Today we continue our series of posts on data normalization. In the previous post on data normalization I explained what functional dependency is. Today we will talk about candidate keys in a table.
A candidate key is a set of columns such that all other columns in the table are dependent on it, and the set is minimal, that is if you remove a column, then the resulting set is not a candidate key.
Example: Table Person
Remember the table
person seen in the previous post and in our videos. We’ve already discovered that all columns depend on the column SSN
. The set {SSN} has only one element. The set can’t be minimized – no columns depend on the empty set.
Thus SSN
is the candidate key in the table person
.
Example: Table Students
Another example we have already seen. The nontrivial functional dependencies in the table are:
student → semester student, lecture → teaching_assistant
All columns depend on the set {student, lecture}. The semester
column depends on the column student
, so it depends also on the set {student, lecture}. The teaching_assistant
column depends on the set {student, lecture} because of the second dependency.

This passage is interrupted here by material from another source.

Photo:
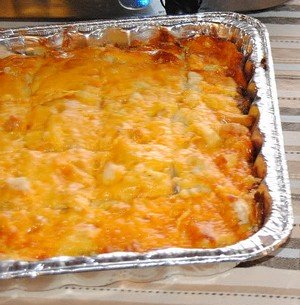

The set {student, lecture} is a candidate key: it is a minimal set of columns on which all columns depend. You can’t remove the column student
from the candidate key: the semester
column does not depend on the lecture
column. Likewise, you can’t remove the lecture
column from the candidate key: the teaching_assistant
column does not depend on the student
column only.
Thus the pair {student, lecture} is the candidate key in the table students
.
Primary Keys
The might be more than one candidate key in a table. If that’s the case you choose one of the candidate keys as primary. The database management systems use primary keys to store and manage data more effectively.
Example: Person With Passport
Let’s take a look at the table person2
. We’ve added the passport
column to the table person
. The passport number determines personal data of a person in the same way as the SSN
column. The table person2
has two candidate keys: SSN
and passport
. You can choose either column as primary key.
The set {SSN, passport} is NOT a candidate key. You can remove either column and you still have all other columns functionally dependent on a candidate key.
Example: Student With Identity Card
We’ve modified the table students
by adding student identity card number. Now the semester
column depends both on the student
column and on the student_id_number
column.
student → semester student_id_number → semester
The table students2
has two candidate keys: {student, lecture} and {student_id_number, lecture}. Any of them might be chosen as primary key.
Superkeys
A set which is a superset of a candidate key (contains all columns in a key and more) is called a superkey. We’ll need to know what a superkey is when we talk about normalization.
Keys in Databases
In real-world databases you have to explicitly mark a set of columns as a key, either primary or alternate. The database uses the knowledge of primary keys to efficiently manage data. The set of columns might be a key (in the theoretical sense explained in this article) even if you don’t mark it as such. But then your database has no way of knowing that it is a key.